I don’t remember the exact issues, but I remember seeing years ago my old Intel MacBook had noticeably higher cpu usage when connected to and using a Pluggable dock which had a Realtek Ethernet chipset. Switching to WiFi reduced cpu usage. AFAIK had something to do with bad and/or lack of hardware processing in the Realtek chipset so it had to do it on the cpu.

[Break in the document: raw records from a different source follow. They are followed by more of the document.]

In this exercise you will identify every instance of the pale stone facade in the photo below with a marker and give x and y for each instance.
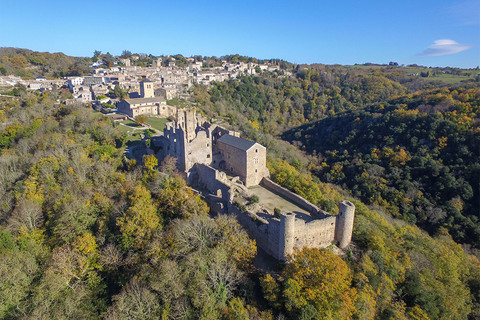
(147, 104)
(224, 165)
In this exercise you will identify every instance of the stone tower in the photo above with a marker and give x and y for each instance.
(286, 235)
(344, 223)
(146, 89)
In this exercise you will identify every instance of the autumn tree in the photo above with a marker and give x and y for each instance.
(321, 279)
(141, 119)
(140, 220)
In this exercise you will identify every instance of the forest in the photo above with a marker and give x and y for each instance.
(29, 64)
(86, 233)
(406, 144)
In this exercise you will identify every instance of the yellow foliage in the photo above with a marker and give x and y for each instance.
(323, 279)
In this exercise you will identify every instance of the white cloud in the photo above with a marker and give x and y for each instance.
(443, 47)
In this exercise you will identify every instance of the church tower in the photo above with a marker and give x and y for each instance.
(146, 89)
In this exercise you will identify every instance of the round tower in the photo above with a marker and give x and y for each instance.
(286, 235)
(344, 223)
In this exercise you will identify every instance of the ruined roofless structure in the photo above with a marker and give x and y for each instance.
(226, 168)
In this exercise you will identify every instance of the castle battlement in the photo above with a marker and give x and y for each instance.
(224, 166)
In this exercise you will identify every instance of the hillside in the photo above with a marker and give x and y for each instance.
(86, 233)
(30, 64)
(417, 155)
(355, 122)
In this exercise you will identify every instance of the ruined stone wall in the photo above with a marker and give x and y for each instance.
(235, 160)
(298, 200)
(198, 150)
(262, 233)
(343, 233)
(318, 233)
(256, 165)
(212, 180)
(165, 110)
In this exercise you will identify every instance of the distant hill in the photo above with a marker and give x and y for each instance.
(29, 64)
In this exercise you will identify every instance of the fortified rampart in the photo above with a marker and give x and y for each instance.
(221, 164)
(281, 236)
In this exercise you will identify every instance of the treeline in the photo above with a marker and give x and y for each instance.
(87, 233)
(416, 155)
(397, 270)
(29, 64)
(411, 151)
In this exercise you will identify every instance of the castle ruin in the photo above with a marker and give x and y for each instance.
(226, 168)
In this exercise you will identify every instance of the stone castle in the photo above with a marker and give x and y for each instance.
(228, 169)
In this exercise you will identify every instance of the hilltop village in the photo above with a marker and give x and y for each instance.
(227, 169)
(168, 80)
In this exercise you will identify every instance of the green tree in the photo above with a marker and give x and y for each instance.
(320, 278)
(140, 221)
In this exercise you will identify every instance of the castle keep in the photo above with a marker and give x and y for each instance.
(228, 169)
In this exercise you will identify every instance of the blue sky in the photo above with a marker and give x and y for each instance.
(426, 32)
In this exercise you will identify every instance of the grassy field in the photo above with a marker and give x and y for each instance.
(439, 76)
(157, 123)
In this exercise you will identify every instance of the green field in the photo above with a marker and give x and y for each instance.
(157, 123)
(436, 74)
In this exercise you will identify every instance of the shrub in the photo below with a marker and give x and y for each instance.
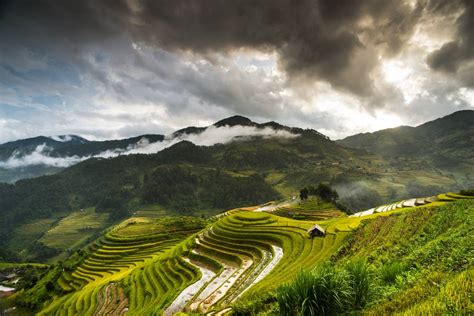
(360, 280)
(390, 271)
(323, 291)
(469, 192)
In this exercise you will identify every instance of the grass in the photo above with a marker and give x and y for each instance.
(323, 291)
(74, 229)
(379, 263)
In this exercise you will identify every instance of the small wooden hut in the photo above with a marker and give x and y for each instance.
(316, 231)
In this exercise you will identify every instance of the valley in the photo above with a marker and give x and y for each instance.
(149, 265)
(231, 228)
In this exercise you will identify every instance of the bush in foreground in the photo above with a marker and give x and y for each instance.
(326, 290)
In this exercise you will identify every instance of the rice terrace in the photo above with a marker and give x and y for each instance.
(143, 266)
(236, 158)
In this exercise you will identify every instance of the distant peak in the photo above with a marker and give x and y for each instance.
(69, 138)
(235, 120)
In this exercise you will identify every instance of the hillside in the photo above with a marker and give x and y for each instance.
(240, 260)
(446, 143)
(184, 178)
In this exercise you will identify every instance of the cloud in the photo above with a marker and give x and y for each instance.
(40, 156)
(211, 136)
(113, 69)
(458, 52)
(319, 40)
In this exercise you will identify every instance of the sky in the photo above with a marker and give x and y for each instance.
(107, 69)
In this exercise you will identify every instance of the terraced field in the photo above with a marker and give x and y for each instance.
(151, 269)
(445, 197)
(99, 283)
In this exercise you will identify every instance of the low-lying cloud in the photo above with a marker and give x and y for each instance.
(210, 136)
(40, 156)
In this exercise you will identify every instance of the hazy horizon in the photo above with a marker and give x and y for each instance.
(115, 70)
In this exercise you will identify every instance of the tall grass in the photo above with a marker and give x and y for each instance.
(327, 290)
(390, 271)
(360, 280)
(323, 291)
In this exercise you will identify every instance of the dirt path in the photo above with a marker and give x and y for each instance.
(188, 293)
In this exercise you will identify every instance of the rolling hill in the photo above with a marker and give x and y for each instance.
(185, 178)
(240, 260)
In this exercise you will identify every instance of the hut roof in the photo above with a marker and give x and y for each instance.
(316, 227)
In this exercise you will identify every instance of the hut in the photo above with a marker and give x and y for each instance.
(316, 231)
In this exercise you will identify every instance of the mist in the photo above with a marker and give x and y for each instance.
(40, 156)
(210, 136)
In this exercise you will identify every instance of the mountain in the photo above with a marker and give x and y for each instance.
(268, 161)
(57, 147)
(27, 146)
(450, 138)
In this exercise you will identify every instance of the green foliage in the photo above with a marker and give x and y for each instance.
(361, 282)
(467, 192)
(390, 271)
(323, 291)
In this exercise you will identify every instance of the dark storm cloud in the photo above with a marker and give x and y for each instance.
(453, 55)
(331, 40)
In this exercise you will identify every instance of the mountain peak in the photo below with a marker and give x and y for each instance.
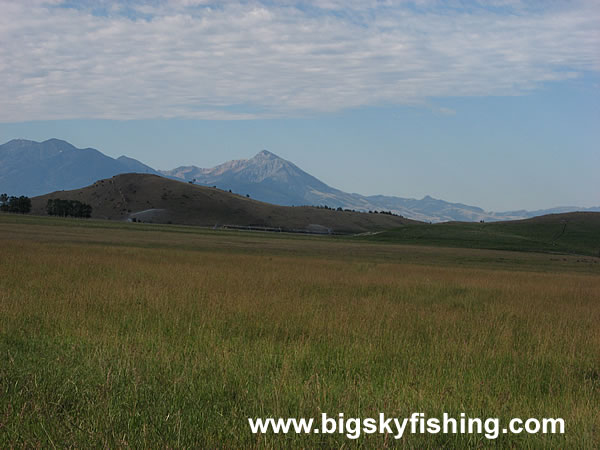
(266, 154)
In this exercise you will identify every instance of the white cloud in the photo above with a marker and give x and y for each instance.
(245, 59)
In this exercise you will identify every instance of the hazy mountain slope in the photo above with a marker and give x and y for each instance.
(34, 168)
(135, 166)
(270, 178)
(162, 200)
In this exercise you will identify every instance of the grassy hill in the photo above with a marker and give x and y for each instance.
(150, 198)
(577, 233)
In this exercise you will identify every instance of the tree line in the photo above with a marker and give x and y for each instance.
(64, 208)
(14, 204)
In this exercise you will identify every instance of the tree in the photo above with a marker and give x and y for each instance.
(14, 204)
(64, 208)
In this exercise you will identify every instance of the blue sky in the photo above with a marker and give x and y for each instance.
(494, 103)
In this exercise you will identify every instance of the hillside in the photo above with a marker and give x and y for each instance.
(272, 179)
(577, 233)
(150, 198)
(35, 168)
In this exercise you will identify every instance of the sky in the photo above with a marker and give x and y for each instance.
(490, 103)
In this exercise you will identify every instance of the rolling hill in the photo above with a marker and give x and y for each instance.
(150, 198)
(272, 179)
(577, 233)
(35, 168)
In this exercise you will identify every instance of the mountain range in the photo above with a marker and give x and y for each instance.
(35, 168)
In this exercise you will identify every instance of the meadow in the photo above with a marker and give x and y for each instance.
(130, 335)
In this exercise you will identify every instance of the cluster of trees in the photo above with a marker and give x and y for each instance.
(20, 204)
(389, 213)
(64, 208)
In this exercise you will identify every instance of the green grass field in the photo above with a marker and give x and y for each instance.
(576, 233)
(128, 335)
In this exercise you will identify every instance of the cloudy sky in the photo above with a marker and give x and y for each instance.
(493, 103)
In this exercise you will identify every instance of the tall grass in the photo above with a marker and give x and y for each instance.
(110, 345)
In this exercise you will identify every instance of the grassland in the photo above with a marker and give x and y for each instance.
(117, 335)
(576, 233)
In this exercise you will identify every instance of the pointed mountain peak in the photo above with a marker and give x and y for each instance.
(266, 154)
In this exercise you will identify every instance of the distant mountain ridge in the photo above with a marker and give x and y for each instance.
(35, 168)
(272, 179)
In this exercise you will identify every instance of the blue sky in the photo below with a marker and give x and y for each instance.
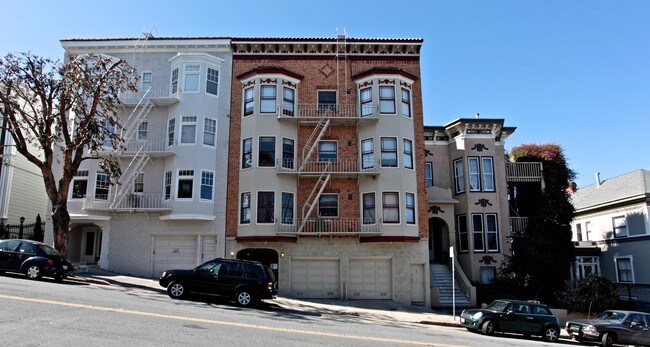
(576, 73)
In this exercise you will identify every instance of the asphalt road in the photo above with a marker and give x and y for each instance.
(45, 313)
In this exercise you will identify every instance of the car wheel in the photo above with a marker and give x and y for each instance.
(551, 334)
(176, 290)
(33, 272)
(488, 328)
(607, 340)
(244, 298)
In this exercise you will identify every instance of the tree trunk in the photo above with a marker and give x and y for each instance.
(60, 225)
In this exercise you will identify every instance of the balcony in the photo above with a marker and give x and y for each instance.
(159, 95)
(339, 167)
(331, 226)
(155, 149)
(518, 225)
(338, 113)
(524, 172)
(126, 203)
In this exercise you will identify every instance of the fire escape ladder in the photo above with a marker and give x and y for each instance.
(315, 194)
(136, 165)
(312, 142)
(139, 113)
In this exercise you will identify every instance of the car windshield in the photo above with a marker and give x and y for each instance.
(611, 316)
(49, 250)
(498, 306)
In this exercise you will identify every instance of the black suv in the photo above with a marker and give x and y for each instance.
(34, 259)
(513, 316)
(247, 282)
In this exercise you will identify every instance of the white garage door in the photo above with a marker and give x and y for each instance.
(315, 279)
(173, 253)
(370, 279)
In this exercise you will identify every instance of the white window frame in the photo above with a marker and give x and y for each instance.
(488, 232)
(293, 208)
(207, 180)
(189, 72)
(167, 186)
(382, 151)
(408, 208)
(364, 220)
(146, 79)
(428, 172)
(406, 103)
(174, 81)
(474, 174)
(266, 100)
(475, 231)
(208, 80)
(171, 131)
(190, 122)
(248, 99)
(385, 100)
(617, 225)
(259, 148)
(242, 207)
(459, 176)
(143, 131)
(106, 185)
(616, 261)
(257, 208)
(80, 175)
(138, 180)
(184, 175)
(408, 154)
(210, 130)
(489, 184)
(384, 208)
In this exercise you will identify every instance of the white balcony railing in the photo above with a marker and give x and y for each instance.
(129, 202)
(332, 226)
(333, 111)
(335, 166)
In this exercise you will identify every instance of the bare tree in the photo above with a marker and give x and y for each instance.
(60, 115)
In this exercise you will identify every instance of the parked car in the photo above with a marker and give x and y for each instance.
(613, 326)
(246, 282)
(34, 259)
(513, 316)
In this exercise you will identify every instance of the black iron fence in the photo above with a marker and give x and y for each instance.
(32, 231)
(634, 296)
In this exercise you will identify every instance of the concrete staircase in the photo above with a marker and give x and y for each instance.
(441, 278)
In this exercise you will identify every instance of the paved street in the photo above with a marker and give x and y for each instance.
(136, 313)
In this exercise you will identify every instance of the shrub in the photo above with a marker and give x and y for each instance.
(593, 293)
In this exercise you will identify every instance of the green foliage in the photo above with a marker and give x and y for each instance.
(542, 254)
(591, 294)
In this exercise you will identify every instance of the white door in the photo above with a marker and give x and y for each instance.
(315, 279)
(417, 284)
(370, 279)
(173, 253)
(208, 248)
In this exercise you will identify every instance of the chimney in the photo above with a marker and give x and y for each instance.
(572, 188)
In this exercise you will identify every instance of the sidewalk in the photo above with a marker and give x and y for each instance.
(384, 310)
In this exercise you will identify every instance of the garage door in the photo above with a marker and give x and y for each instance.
(173, 253)
(315, 279)
(370, 279)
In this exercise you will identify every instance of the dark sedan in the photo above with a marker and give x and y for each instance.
(34, 259)
(513, 316)
(612, 327)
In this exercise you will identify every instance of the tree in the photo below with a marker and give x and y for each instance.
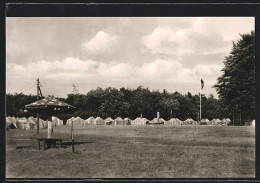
(236, 87)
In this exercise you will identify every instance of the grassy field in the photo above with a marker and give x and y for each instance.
(134, 152)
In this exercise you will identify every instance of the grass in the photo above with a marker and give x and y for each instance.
(134, 152)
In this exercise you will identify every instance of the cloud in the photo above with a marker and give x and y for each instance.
(159, 70)
(204, 36)
(102, 43)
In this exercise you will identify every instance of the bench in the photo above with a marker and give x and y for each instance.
(50, 142)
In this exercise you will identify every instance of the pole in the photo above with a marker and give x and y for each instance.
(72, 136)
(37, 122)
(200, 102)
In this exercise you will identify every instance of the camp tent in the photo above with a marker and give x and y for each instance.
(22, 123)
(118, 121)
(127, 121)
(156, 121)
(91, 121)
(109, 121)
(188, 121)
(173, 121)
(78, 121)
(225, 121)
(32, 123)
(140, 121)
(11, 122)
(69, 121)
(56, 121)
(99, 121)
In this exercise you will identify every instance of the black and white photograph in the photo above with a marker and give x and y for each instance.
(130, 97)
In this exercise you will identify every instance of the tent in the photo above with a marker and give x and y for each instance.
(214, 121)
(155, 121)
(78, 121)
(118, 121)
(189, 121)
(56, 121)
(11, 122)
(69, 121)
(127, 121)
(225, 121)
(32, 123)
(22, 123)
(173, 121)
(109, 121)
(140, 121)
(91, 121)
(99, 121)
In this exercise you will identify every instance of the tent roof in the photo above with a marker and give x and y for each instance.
(49, 104)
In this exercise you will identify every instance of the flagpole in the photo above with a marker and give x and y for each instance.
(200, 101)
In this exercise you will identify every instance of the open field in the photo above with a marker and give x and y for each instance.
(134, 152)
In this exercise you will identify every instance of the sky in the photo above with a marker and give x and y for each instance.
(171, 53)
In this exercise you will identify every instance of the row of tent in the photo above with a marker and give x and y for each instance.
(142, 121)
(30, 123)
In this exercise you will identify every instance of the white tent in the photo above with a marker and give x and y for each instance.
(118, 121)
(90, 121)
(156, 121)
(69, 121)
(11, 122)
(173, 121)
(189, 121)
(109, 121)
(99, 121)
(140, 121)
(127, 121)
(78, 121)
(56, 121)
(22, 123)
(32, 123)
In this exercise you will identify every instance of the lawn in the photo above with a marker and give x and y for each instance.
(134, 152)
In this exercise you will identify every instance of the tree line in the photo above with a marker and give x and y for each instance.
(125, 102)
(235, 87)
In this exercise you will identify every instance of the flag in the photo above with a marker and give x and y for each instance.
(202, 83)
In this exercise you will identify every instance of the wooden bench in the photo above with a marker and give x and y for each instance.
(50, 142)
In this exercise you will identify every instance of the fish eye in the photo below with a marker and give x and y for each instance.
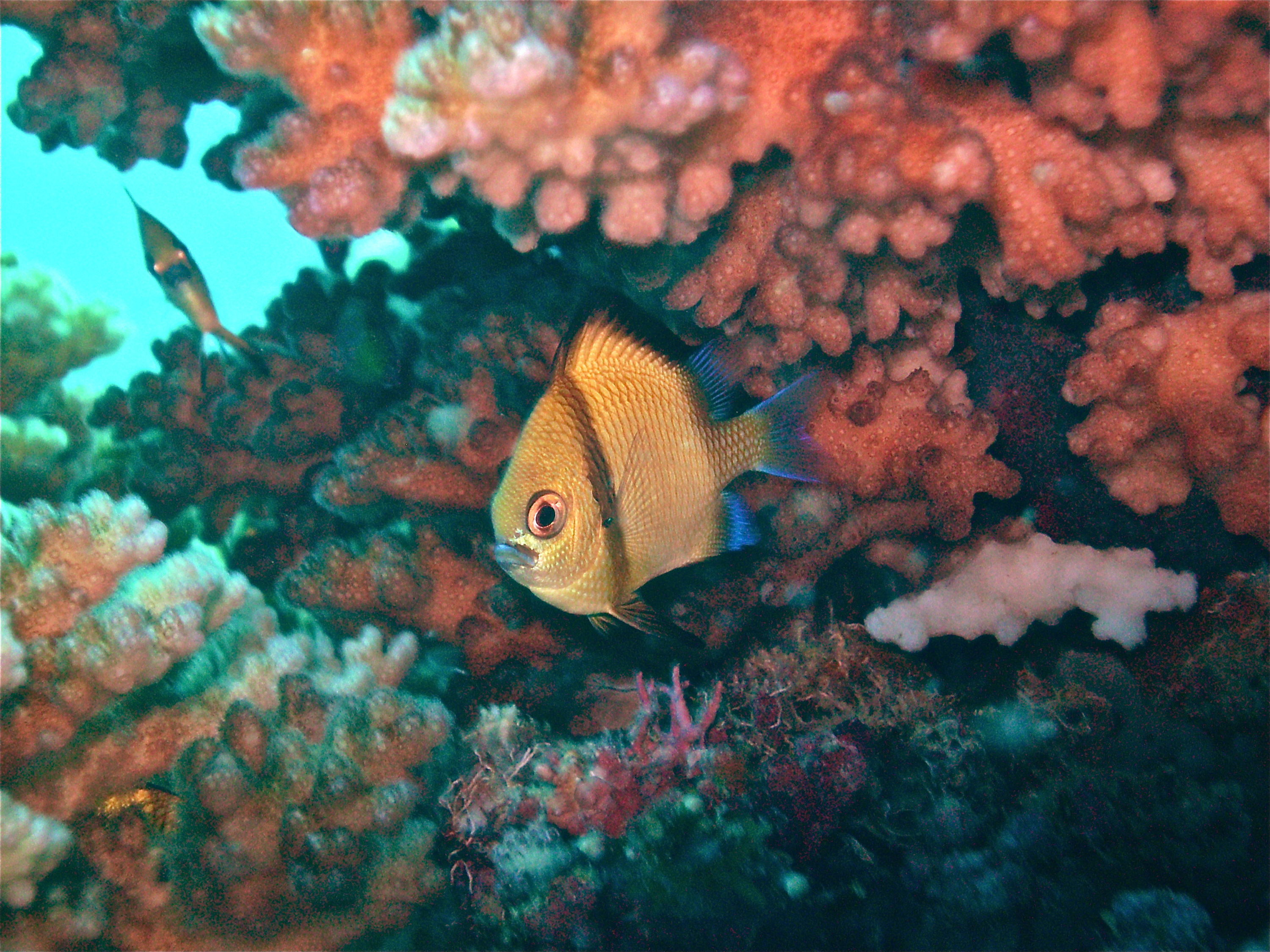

Now I never trust anything with Realtek in it, and if buying anything with an Ethernet port, I try to make sure it’s not Realtek. Is this still valid concern, or is Realtek better now?
1 reply →
[dead]
[dead]
TLDR: it is not "evil"
So many wtf here. If anything this proves it is backdoored network card
1) downloading Windows exe files from Chinese forums
2) the USB storage provided by network card can still contain malware,
3) or can be accidentally booted from
4) it has universal USB controller, so can become any HID device: keyboard, mouse...
>2) the USB storage provided by network card can still contain malware,
That seems unlikely given that "malware" is signed by Microsoft Windows Hardware Compatibility Publisher.
https://news.ycombinator.com/item?id=42680282
It proves it might be possible to backdoor it. Maybe.
I don't know of any modern systems that will execute anything on a newly inserted drive, nor boot from an external drive in the default configuration.
So we are missing a couple of things. First, a vulnerability in the OS/system. Second, an implementation of that vulnerability in a device like this.
Should this design be phased out? Perhaps. There is relatively little difference between not populating the flash memory part of the board and a proper network-only implementation.